I hated it. Am I being ridiculous? The entire thing is about how girls are useless and decorative and a waste of space, and I know the point is that Mulan proves that all wrong, but seriously? A movie that is supposed to be all about empowering women that doesn’t even remotely pass the Bechdel test? There are only three women in the movie: Mulan, her mom (who is a silent, delicate little wife who only cares about marrying Mulan off), and her grandmother (who is the cliched take-no-crap old woman, and who would be interesting, except all she cares about is getting Mulan married too).

Plus, it’s awfully violent and involves a lot more blowing things up/punching people in the face/trying to burn people to death than I usually want my 2-year-old to see.

I have to amend my comment–there are a couple of other women characters among the ancestors who send Mushu, the dragon, to help Mulan. It’s possible they have names and talk about saving her, thus passing the Bechdel test, but I barely noticed them while watching the movie.

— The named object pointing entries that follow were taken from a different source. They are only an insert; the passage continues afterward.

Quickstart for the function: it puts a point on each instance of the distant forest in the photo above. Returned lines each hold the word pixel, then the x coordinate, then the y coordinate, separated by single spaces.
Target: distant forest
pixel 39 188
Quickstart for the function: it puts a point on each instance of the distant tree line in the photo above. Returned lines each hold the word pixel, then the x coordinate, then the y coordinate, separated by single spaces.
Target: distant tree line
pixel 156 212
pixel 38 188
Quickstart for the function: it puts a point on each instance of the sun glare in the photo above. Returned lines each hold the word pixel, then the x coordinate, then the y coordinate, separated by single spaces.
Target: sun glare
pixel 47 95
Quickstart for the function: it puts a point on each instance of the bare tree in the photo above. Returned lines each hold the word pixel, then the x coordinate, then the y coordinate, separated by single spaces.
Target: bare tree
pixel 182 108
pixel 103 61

ARGH! People in my state piss me off so badly.
People who all have jobs, private insurance, are healthy keep pushing for less coverage and higher co-pays for the sickest people in my state.
It just… I do not understand how Americans can not see that the access and ability to get quality healthcare *is* a right.
I wrote more about it on my blog, but I’ll link it.

*sigh* And I’ve cleaned up kitty barf and my bathroom from the kitten eating tp all night. Not the greatest start to a morning.